Pytanie tylko czy to służy kino? Na przykładzie ODRODZONEGO ZŁA dobitnie widać , że nie.
W filmie FAbrice Lambota wszytsko jest złe od pracy kamery począwszy, a na aktorstwie skończywszy.
James Horan stwórzył tu ordynarną kreację policjanta, który odrzuca widza już po 5 minutach- co sprawia, że nei mamy w filmie komu kibicować.
Reszta obsady też jest fatalna z kuriozalną kreacją Lance Henriksena na czele.
Dialogi też są koszmarne.
Bym mogł znieść fakt, iż ODRODZONE ZŁO to taniutka produkcja niezależna- tylko czemu ten film ma tak głubią i niedorzeczną fabułę?!
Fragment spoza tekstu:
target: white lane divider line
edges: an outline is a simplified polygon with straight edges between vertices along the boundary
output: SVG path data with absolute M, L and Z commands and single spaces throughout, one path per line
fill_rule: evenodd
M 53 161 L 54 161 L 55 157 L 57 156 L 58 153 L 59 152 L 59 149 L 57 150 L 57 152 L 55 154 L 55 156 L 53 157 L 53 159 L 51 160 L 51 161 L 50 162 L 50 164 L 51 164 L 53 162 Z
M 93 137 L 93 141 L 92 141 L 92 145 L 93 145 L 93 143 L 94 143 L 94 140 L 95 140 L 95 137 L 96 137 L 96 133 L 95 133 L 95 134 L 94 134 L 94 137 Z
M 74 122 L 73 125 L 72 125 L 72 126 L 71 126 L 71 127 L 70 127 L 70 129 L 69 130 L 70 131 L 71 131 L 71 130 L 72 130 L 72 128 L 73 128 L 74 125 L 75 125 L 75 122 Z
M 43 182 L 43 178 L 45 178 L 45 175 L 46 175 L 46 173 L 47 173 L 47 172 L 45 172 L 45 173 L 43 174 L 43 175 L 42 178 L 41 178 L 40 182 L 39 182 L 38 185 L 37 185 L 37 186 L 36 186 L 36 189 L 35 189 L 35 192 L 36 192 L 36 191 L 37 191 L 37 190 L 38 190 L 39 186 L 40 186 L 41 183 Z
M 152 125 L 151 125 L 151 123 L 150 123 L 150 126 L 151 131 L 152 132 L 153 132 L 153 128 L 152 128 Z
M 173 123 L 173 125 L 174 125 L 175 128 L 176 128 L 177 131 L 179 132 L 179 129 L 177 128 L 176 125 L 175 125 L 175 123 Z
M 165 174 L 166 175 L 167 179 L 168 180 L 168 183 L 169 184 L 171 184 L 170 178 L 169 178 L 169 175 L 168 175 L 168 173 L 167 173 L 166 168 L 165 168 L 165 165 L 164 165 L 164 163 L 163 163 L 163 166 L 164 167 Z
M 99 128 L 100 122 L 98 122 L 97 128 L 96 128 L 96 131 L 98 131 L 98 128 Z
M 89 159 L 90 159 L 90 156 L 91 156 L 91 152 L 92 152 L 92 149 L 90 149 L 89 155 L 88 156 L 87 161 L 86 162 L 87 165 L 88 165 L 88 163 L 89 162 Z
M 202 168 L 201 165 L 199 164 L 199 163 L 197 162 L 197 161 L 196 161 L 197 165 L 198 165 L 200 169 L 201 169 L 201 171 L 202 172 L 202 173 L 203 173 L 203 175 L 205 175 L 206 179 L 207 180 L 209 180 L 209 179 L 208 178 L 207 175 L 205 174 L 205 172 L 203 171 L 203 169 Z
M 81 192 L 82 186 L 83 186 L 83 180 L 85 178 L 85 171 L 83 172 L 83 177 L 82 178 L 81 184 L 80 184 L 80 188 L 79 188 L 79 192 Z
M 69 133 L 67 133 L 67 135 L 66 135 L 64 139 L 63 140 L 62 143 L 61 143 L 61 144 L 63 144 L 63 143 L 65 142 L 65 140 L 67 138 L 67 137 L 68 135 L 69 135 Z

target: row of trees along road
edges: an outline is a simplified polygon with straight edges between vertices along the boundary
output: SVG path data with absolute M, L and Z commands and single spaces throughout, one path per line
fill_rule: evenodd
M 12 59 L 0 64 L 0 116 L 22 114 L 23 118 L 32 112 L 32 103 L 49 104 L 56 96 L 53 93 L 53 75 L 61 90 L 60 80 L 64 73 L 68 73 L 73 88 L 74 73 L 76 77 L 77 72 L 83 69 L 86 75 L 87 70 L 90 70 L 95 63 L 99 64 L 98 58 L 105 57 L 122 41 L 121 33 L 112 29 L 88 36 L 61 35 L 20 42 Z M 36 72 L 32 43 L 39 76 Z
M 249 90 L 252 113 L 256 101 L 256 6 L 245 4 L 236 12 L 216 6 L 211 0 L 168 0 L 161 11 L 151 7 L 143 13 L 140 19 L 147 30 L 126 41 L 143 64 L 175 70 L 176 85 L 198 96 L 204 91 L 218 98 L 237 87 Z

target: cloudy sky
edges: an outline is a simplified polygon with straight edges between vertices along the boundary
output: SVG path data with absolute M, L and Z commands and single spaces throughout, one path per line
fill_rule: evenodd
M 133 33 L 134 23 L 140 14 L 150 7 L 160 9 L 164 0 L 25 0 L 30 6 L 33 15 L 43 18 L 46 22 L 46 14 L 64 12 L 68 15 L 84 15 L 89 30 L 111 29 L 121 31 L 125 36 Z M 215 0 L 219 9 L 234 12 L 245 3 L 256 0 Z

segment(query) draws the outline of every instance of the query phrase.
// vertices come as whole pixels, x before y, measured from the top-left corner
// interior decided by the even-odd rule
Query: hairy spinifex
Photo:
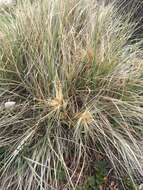
[[[99,155],[118,176],[141,177],[135,24],[96,0],[26,0],[1,12],[0,100],[16,102],[0,112],[1,188],[76,189]]]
Tytułowe monstrum gwałci prostytutki za pomocą gigantycznego penisa. Sic?! Bardzo to śmieszne. Gdyby chociaż wszytsko to pokazano w krzywym zwierciadle to może koncept twórców tego dziełka by był do przyjęcia- ale nie Lambot rozgrywa wszytsko ze śmiertelną powagą.
Muszą dodać, iz cały film wieńczy rozbrajająco kiczowate i durne zakończenie.
Nie ma w tym filmie ani grozy, ani emocji. ODRODZONE ZŁO to kino koszmarnie zrealizowane, słabo zagrane, a fabularne załozenia tego obrazu są zwyczanie niedorzeczne.
Słowem- koszmar, który rzadko sie trafia nawet w wydpoku filmów lądujących od razu półkach DVD.
Odradzam.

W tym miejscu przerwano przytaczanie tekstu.